# Front Suspension RST Gila T6 has got to go!



## xfimpg (Aug 27, 2005)

Hey Everyone -
I have a 2005 Trek 4300 and that POS RST Gila T6 has got to go!

Looking for a nice front suspension, I'm a 200-pounder who likes long XC rides/singletrack, a few jumps here and there but nothing too crazy.

Any suggestions on best bang for the buck?


----------



## oldskoolbiker (Jun 2, 2005)

I picked up a 2005 Marzocchi MX Pro ETA. Good bang for the buck fork. It's got ETA which locks the fork out in the compressed position. Great for climbing. 120mm, 4 pounds.

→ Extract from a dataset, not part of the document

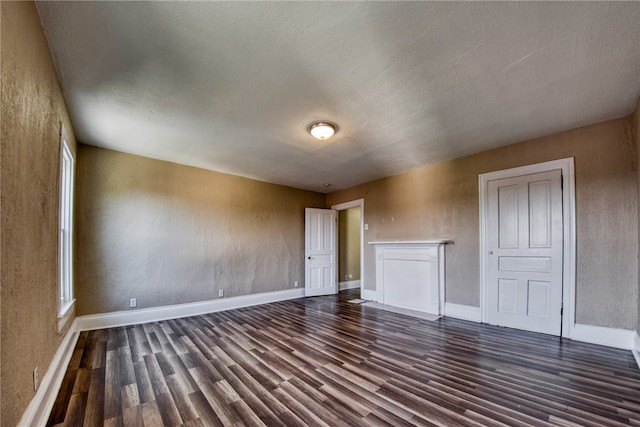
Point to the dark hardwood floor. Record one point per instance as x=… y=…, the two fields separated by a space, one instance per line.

Got it for $220, $232 after shipping. Looks like the raised the price a little though.

http://www.pricepoint.com/detail/13...s/2005-Marzocchi-MX-Pro-ETA-offerIN050FO1.htm


----------



## ur13 (Jan 19, 2006)

The Shizznit!

http://www.pricepoint.com/detail/13...Accessories/2005-Rock-Shox-Reba-SL-U-Turn.htm


----------



## hogwash (Mar 1, 2004)

the MX pro is an excellent upgrade.


----------



## Rebus (Jun 11, 2004)

Compared to that RST fork, anything would be an upgrade. I upgraded the RST on my son's Hardrock Sport to a '06 Rock Shox J4 and I was amazed at how good that thing felt. It has U-Turn adjustment and feels almost as nice as my '06 Reba. Almost...:thumbsup:

http://aebike.com/page.cfm?action=details&Affiliate=1&PageID=30&SKU=FK6003


----------



## noobking314 (Apr 23, 2006)

Yes that's definetely true. My old raleigh m20 had an rst fork, and it's SO MUCH worse than the manitou splice comp on my new bike. If you go to the product review section of mtbr.com, you will see that marzocchi is definitely the way to go. If you are wondering, I got the bike with manitou because it was the 2005 version so i got a good deal. 

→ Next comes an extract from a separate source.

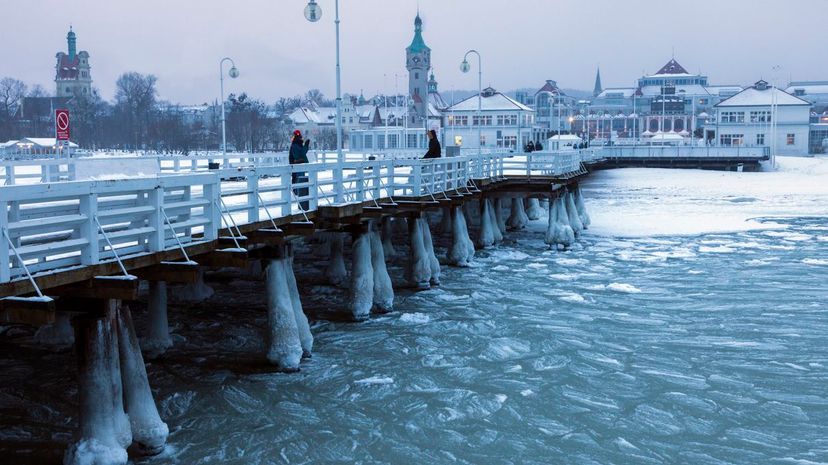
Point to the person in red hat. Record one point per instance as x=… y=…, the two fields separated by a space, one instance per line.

Your bike doesn't have disc brakes, does it? If it doesn't, then the rock shox reba is outta the question (it's disc-only) 

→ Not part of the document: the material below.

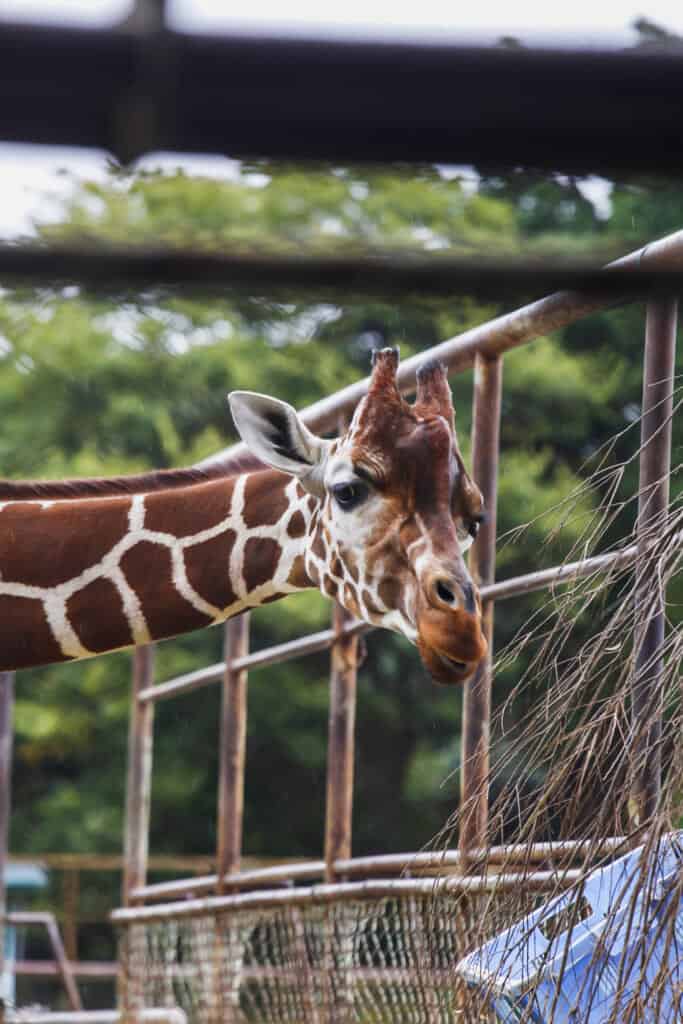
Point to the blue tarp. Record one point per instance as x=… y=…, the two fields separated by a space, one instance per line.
x=606 y=950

I'd go with marzocchi just to be safe, because they have the best overall reviews in the product review section (except for fox of course  )


----------



## AwCrimety (Mar 30, 2006)

Hey, I have a question that is only SLIGHTLY off topic, hope no one minds. I have the RST fork mentioned above on my Hardrock that I bought a couple of months ago,...seems fine to me,...what exactly makes it a POS, and what benefits would I see from upgrading to a new one?

Thanks


----------



## Call_me_Clyde (Oct 27, 2004)

*RST Gila*



AwCrimety said:


> Hey, I have a question that is only SLIGHTLY off topic, hope no one minds. I have the RST fork mentioned above on my Hardrock that I bought a couple of months ago,...seems fine to me,...what exactly makes it a POS, and what benefits would I see from upgrading to a new one?
> 
> Thanks


The RST Gila and other forks like it use a damping system that has been outclassed by newer offerings. The newer forks use more sophisticated damping and spring systems that soften the bumps better and have a more effective rebound. Many people have described the Coil/MCU forks such as the Gila as being like pogo sticks.

Please keep in mind that this type of damping may very well work for you as a rider, and there is nothing wrong with that. I would not replace it if you are happy with it's performance. If at some point you feel you have realized some limitations in the fork, or if it ever brakes, then consider upgrading. Don't succumb to herd mentality. :thumbsup:

Bob


----------



## dawgs1850 (Apr 3, 2006)

*Thanks for the info*

Thanks for the reply Clyde. I also bought a Hardrock with the RST fork, and this is my first MTB since college. To me the fork seems OK, but my last bike was a fully rigid GF Tass., so any suspension is an upgrade. Right now I don't intend on upgrading the fork, but it is nice to know what some of the differences are between the RST and nicer forks. Thanks again.


----------



## atvsmurf (Mar 9, 2005)

I ride a 3700. The main thing to watch when you upgrade the fork is not to get one a lot longer or shorter in the axle to crown area. I replaced my 65 mm rst with the manitou splice dive edition. I went from 65 mm travel up to 80 with not a lot of change in ride height. It was a bit longer and slacked my steering out a bit but it was a welcome change. The fork was only 120 bucks, and has adj. preload, rebound and damp. with a lockout. The only things I have done to it are to rempve the diva sticker and swap the 170 pound spring out to accomodate my 215 lbs of useless bulk...


----------